The feature computation techniques are described as follows:
Artery and Vein Width or Caliber Measurement
[0173] Each of the vessel centerlines is selected for its width
measurement. Centerlines are selected from: [0174] i) Zone B area
[0175] ii) Zone C area [0176] iii) Each vessel segment's in
hierarchy (after branch point based individual segment
identification) For individual vessel centerline, the vessel area
is selected by cropping a square shaped region. Then vessel edges
are identified. For edge detection, the following procedure is
applied [0177] Canny edge detection and setting the threshold to
select a maximum number of edges. [0178] Setting the edge
thresholding to select 5-10% pixels as edge pixels. With varying
the threshold number, edges which are parallel to the centerline
and approximately equal length are selected. [0179] Within the
presence of central light reflex, the maximum of four edges are
considered (two vessel edge and two central reflex edges. The
presence of central light reflex is mapped based on the vessel
segmented image and vessel hole identification (described in the
post processing step of [016] Vessel Segmentation). [0180] Once the
edges are identified, the segmented image is checked for the
presence of central light reflex. If the central light reflex is
present, the edges are considered for central light reflex. [0181]
Finally, the edges as vessel edges which have equal distance from
the centerline and darker pixel in the inner boundary are
selected.
[0182] Once vessel edges are mapped, the edge pixels from starting
(near optic disc) to the end of the edges are sorted. The distance
between one edge pixel to the opposite edge pixels up are found.
The shortest distance for one edge pixel to the opposite edge
pixels which are the cross-sectional width caliber for each of the
vessel cross-sections is calculated. FIG. 14 shows the
cross-sections by white lines. Each black pixel in the vessel
center is showing each cross-sectional position. The end points
(Green) of the white line show the edge pixels which determine the
distance or width of this cross-section.
Quantifying Arteriolar Central Reflex
[0183] For each major vessel segments, the segmented image is
checked to identify if there is any central light reflex. This is
performed by using the hole's shape information in the vessel
center (described is post processing step of [016] Vessel
Segmentation). If central light reflex is present, edges and width
of the central light reflex is computed. Central reflex and vessel
edge detection follow the steps as [19]. Then, the ratio of central
light reflex 1501 width, and vessel width 1502 as shown in FIG. 15
is computed.
Focal Narrowing Quantification
[0184] For each major artery segment, the width is measured to
determine if there is any focal narrowing. For this, a number of
cross-sections are selected (e.g., 5, 6 or up to 20 cross-sections)
and an average of cross-sectional widths is computed.
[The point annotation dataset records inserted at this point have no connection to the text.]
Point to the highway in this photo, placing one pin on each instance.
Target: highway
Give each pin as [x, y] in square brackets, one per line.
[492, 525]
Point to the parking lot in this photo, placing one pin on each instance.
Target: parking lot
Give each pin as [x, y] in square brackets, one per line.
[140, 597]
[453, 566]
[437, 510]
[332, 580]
Considering
this cross-sectional segment, the vessel-segment is divided into a
number of cross-sectional-segments. Then the ratio of the mean
width of cross-sectional segments are computed. If the ratio is
0.85 or less, the cross-sections is considered as FAN (FIG. 16). If
the ratio is 0.6 or less, this is considered a severe FAN (FIG.
17). If the ratio is above 0.6 and below 0.75, this is considered
moderate FAN and if the ratio is above 0.75 and below 0.85, this is
considered as mild FAN.
AV Nicking Quantification
[0185] For AV nicking, the crossover points for major arteries and
veins are selected. In an example embodiment, the widths for all
vein widths is computed. Then the cross-sections length often
segments which are in the near of crossover points selected. The
mean width of the segment by finding the center cross-sections and
totals 10 cross-sections around it is computed. Then, the ratio of
these two groups (mean width of the AVN part near crossover part of
the vessel and the mean width of the normal part of the vessel) is
measured. If the ratio is 0.5 or less, this is considered a severe
AVN (FIG. 17). If the ratio is between 0.5 to 0.7, this is
considered moderate AVN and if the ratio is between 0.7 and 0.85,
this is considered as mild AVN.
[0186] In another example embodiment, AVN ratio of 0.6 and 0.7 may
be considered as moderate and AVN ratio of 0.8 and 0.85 may be
considered as mild.
Hierarchical Width-Normalized-Tortuosity
[0187] For each vessel centerline, the curvature tortuosity and
simple tortuosity is computed. For curvature tortuosity, the slope
difference between two pixels within 3 pixels interval/distance in
the centerline is computed, the average of which is considered as
the curvature tortuosity. For simple tortuosity, the total number
of pixels in the centerline and the Euclidian distance of the first
and last pixels in the centerline is computed. Then the ratio is
computed to determine the simple tortuosity.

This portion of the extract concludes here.